The movie opened with Tayback narrating the setup; it winds down with him describing his fall — we now see he’s being interviewed by the cops who busted him. But the film isn’t over yet. It ends with Woods and Forrester on the road, Woods explaining that he told the PTA lady to call and tie up the line in order to give the cops time to get to the house. He does not explain that he has been banging someone else and nearly let Forrester get killed so they could have a new life — because he broke it off with his mistress and now he and Forrester are on that trip to Vegas he set up earlier (who is watching Howard during all this is not mentioned). No muss, no fuss — everything’s coming up Woods! The happy couple goofs off and drives into the sunset.
When Cash comes to the suburbs, the suburbs destroy him and blithely continue existing on their own terms. Cash is a menacing avatar of chaos but not an unstoppable monster — he’s fatally thrown off-balance by a housewife yakking on the phone. And there is no Stockholm Syndrome here, no insinuation that Cash’s energy is somehow freeing or a worthy counter to Woods’ buttoned-down adultery. Instead, he catalyzes Woods into giving up his affair, returning him to normalcy. And while he terrorizes Forrester, he doesn’t pierce the veil of her allegedly happy existence. She’s still glad to be with Woods at the end, gulping down that mush.
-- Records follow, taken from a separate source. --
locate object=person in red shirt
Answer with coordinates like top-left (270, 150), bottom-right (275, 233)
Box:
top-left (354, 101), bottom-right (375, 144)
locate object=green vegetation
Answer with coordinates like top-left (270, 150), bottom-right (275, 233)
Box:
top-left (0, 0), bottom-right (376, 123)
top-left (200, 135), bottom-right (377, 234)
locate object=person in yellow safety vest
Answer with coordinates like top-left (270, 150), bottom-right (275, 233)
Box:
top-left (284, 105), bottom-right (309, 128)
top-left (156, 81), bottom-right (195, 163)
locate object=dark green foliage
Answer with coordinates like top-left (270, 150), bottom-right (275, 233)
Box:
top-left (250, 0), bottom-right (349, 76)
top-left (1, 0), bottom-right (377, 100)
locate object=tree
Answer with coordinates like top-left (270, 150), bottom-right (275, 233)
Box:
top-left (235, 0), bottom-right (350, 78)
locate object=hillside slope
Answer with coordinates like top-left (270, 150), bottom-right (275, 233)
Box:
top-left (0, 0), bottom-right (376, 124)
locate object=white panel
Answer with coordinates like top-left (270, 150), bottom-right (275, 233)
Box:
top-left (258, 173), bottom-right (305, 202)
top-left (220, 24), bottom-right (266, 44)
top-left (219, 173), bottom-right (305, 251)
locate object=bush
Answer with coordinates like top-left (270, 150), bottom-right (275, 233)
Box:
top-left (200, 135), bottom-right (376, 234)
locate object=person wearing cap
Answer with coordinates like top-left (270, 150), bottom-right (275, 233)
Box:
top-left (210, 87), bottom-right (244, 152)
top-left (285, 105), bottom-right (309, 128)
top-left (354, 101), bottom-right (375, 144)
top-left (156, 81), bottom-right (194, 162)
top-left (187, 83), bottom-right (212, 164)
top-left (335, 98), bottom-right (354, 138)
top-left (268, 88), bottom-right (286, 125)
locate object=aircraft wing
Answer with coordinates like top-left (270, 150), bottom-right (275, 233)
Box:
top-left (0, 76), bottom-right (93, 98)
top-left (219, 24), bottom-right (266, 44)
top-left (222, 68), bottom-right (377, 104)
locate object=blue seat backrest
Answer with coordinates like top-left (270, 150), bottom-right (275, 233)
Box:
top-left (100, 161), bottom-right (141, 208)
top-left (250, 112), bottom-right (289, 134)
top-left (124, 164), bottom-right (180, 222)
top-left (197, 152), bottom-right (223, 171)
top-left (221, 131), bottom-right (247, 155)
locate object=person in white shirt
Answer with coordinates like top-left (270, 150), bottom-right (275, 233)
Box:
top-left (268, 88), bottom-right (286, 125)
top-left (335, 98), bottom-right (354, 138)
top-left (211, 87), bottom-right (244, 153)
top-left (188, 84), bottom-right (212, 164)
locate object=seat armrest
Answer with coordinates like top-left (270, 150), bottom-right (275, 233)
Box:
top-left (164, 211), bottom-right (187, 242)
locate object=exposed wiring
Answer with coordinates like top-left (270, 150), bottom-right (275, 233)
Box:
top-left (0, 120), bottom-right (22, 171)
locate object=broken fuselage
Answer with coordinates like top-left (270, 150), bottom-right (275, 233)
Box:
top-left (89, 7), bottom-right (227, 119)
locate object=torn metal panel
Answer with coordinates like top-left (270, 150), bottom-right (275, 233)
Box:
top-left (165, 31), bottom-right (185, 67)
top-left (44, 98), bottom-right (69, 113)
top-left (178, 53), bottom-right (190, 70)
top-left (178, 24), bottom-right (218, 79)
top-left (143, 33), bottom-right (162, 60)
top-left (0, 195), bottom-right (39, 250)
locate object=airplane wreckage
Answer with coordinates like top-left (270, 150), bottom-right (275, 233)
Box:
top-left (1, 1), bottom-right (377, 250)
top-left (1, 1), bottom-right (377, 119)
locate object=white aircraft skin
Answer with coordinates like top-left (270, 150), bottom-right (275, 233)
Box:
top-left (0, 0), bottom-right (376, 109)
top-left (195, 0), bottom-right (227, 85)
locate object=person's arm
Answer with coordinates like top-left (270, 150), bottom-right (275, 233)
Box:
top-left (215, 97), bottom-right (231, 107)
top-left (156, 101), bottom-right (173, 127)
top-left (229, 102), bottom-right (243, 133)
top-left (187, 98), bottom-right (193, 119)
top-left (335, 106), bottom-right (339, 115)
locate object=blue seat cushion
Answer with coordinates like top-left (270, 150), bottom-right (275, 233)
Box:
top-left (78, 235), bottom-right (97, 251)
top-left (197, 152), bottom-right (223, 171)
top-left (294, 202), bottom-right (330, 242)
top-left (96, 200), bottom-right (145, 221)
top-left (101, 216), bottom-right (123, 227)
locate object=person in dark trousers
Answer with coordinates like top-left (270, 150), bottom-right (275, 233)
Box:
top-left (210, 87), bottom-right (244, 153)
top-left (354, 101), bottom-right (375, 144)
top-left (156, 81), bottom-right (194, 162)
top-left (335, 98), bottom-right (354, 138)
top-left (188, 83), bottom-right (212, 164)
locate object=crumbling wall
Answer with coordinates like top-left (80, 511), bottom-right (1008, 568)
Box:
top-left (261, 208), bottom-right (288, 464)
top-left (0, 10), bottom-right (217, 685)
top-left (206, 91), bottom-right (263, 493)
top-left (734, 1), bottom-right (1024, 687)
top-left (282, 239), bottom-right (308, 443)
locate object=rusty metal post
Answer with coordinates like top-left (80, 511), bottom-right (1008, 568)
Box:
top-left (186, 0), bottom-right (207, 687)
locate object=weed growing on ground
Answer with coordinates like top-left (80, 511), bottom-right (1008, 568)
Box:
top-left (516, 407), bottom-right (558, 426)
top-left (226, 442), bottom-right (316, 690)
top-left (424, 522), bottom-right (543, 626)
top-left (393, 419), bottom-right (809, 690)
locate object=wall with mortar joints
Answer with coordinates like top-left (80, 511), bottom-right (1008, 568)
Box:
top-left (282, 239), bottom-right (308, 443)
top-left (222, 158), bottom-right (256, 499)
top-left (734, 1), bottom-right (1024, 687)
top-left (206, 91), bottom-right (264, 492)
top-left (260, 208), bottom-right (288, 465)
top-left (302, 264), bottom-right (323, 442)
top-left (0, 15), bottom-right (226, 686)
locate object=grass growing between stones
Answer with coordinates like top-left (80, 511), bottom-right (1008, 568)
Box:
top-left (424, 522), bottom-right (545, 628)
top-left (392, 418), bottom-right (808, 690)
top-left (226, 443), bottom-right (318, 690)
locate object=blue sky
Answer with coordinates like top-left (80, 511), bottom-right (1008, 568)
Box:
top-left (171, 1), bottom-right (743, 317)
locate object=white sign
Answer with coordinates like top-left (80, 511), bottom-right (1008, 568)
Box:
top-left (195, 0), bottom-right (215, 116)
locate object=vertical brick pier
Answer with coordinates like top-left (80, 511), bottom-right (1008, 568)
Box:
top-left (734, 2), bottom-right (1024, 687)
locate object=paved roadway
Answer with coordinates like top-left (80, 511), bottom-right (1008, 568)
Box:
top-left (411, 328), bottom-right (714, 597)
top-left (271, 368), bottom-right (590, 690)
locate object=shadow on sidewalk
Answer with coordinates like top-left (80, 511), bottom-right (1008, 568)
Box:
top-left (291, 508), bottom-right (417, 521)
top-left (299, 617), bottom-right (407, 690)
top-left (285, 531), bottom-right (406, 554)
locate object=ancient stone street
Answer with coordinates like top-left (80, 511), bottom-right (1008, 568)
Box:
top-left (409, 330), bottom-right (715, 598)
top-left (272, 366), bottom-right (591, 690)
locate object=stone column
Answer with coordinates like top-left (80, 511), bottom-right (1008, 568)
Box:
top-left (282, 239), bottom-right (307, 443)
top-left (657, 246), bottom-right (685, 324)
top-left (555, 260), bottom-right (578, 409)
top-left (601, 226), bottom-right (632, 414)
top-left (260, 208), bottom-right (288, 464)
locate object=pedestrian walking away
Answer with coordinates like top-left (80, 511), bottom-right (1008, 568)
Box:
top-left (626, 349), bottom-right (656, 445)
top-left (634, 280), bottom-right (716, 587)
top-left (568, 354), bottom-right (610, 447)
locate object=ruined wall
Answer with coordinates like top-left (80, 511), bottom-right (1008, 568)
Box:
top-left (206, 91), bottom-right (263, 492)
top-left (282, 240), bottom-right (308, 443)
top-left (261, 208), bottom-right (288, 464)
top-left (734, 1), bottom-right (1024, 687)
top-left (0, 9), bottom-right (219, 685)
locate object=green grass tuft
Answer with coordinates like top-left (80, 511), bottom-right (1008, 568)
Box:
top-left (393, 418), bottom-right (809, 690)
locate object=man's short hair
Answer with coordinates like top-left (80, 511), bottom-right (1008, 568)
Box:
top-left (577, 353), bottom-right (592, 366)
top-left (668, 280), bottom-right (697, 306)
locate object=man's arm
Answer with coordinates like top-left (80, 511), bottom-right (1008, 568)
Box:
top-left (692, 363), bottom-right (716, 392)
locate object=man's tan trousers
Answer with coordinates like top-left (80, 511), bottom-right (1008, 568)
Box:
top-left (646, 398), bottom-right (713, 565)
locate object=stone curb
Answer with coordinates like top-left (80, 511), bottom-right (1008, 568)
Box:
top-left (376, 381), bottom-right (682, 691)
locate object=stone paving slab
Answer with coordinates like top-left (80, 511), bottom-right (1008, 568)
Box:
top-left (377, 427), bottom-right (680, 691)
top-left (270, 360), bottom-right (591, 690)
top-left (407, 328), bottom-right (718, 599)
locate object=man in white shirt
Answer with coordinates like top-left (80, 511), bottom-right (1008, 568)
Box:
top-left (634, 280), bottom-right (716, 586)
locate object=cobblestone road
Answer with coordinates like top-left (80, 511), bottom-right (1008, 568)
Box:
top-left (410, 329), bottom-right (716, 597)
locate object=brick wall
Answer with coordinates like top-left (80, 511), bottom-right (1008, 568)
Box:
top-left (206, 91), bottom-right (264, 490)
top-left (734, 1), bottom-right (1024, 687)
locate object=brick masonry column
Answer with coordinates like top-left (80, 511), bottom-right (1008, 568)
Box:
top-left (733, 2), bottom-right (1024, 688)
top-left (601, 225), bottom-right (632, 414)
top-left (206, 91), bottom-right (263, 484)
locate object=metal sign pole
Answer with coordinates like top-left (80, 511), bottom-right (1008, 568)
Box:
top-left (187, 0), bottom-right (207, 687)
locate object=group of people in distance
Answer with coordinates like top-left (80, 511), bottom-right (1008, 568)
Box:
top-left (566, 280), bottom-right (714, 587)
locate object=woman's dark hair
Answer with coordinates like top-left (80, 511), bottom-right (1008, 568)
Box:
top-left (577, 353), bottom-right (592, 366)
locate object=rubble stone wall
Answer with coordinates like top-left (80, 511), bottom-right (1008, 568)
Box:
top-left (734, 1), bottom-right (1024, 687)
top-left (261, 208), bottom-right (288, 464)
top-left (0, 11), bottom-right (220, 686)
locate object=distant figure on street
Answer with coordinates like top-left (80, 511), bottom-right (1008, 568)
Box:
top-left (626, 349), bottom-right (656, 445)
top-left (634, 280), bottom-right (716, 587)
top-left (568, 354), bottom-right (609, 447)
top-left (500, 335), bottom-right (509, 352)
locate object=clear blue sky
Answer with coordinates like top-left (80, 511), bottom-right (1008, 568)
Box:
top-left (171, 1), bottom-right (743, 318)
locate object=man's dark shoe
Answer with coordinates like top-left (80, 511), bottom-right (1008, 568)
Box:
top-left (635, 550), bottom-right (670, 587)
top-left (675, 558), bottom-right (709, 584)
“Five Minutes To Live” was apparently written for the movie, and the song fits into the script. “That bell is gonna ring/This is a final fling/Ain’t no alternative/You got five minutes to live,” Cash deadpans, emphasis on “dead.” But he clearly has more on his mind. Inspirational posters say “Live every day like it’s your last!” and Cash, who did not fuck around, says you don’t even have a day: a vicious robber or a callous spouse could cut you down in the next five minutes. Anything could.“Hear the tock tick tock of the laughing clock/What can you do or say?/Maybe you oughta pray.” Johnny Cash the actor plays a mad dog who needs to be put down; Johnny Cash the musician stands back and gets the last word against a world that offers the comfort of ignorance and the illusion of stability, a sedate suburb where everything is in its right place. “Get dressed for your date or you’re gonna be late/Live a little while you can/Don’t you sit there and wring your hands/Here comes a great big sedative/You got five minutes to live.”